I have written to one of the medical magazines explaining why this is not a good way to do things. Doctors would never dream of injecting some random potion they received through the post into their patients – they’d insist on peer review, licensing, and a trustworthy supply chain. So who reviewed the specification of this software? Who evaluated the implementation? Who accepts liability if it corrupts the patient database, leading to a fatal accident?

Were it not for the Computer Misuse Act, I would email 100 practices at random with a version of the above letter, telling them to run my software – which would simply report back who ran it. From talking to a handful of doctors I reckon most of them would fall for it.

No doubt the bad guys will start doing this sort of thing. Eventually doctors, lawyers and everyone else will learn the simple lesson ‘don’t install software’. Until then, this will be the smart way to help yourself to the juicy, meaty bits of a target organisation’s data. So what will we call it? Philleting?

Mainstreaming eCrime

Legal issues

Back in February I wrote about how the establishment of the Serious Organised Crime Agency (SOCA) was likely to lead to situation in which “level 2” eCrime could end up failing to be investigated. “Level 1” crime is “local” to a single police force, “level 3” crime is “serious” or “organised” and requires tackling at a national or international level — and “level 2” crime is what’s in-between: occurring across the borders of local police forces, but not serious or organised enough to be SOCA’s problem.

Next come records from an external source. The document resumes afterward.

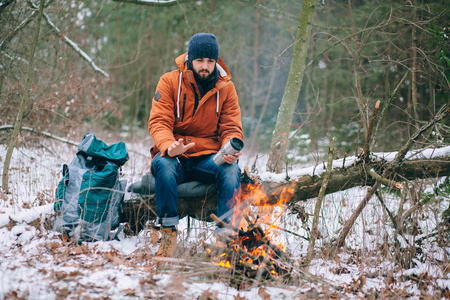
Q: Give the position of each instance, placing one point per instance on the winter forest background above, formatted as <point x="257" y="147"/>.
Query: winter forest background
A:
<point x="94" y="68"/>
<point x="358" y="54"/>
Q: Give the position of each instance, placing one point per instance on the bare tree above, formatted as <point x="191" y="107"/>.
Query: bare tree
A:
<point x="24" y="101"/>
<point x="292" y="89"/>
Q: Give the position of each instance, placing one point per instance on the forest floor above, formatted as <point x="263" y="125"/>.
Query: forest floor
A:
<point x="35" y="263"/>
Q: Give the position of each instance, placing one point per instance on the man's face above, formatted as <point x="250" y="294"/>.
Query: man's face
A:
<point x="203" y="68"/>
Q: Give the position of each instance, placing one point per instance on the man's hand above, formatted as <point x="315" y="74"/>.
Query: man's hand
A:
<point x="229" y="158"/>
<point x="178" y="148"/>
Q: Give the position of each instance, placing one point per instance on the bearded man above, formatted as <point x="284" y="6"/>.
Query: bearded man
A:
<point x="195" y="112"/>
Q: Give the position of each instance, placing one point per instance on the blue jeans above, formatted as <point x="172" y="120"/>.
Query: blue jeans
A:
<point x="170" y="172"/>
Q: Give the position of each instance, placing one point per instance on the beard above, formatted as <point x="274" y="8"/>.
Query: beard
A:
<point x="204" y="77"/>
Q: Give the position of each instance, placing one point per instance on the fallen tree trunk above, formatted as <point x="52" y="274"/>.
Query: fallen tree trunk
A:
<point x="138" y="211"/>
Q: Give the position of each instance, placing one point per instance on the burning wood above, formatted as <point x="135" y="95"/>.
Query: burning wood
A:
<point x="248" y="248"/>
<point x="250" y="253"/>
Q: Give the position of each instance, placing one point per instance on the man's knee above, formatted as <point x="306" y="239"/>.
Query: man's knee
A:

Over the past few weeks I’ve been at a Metropolitan Police “Knowledge Forum” and at a Parliament and Internet Conference. There I’ve learnt about how the police (at ACPO level, not just the Met) are intending to tackle eCrime in the future.

The jargon for the new policy is “mainstreaming” — by which is meant that the emphasis will move away from tackling “eCrime” as something special, and regular officers will deal with it just as “Crime”.

In particular when there are “e” aspects to a normal crime, such as a murder, then this will be dealt with as a matter of course, rather than be treated as something exotic. With the majority of homes containing computers, and with the ubiquity of email, instant messaging and social network sites, this can only be seen as a sensible adaptation to society as it is today. After all, the police don’t automatically call in specialist officers just because the murder victim owns a car.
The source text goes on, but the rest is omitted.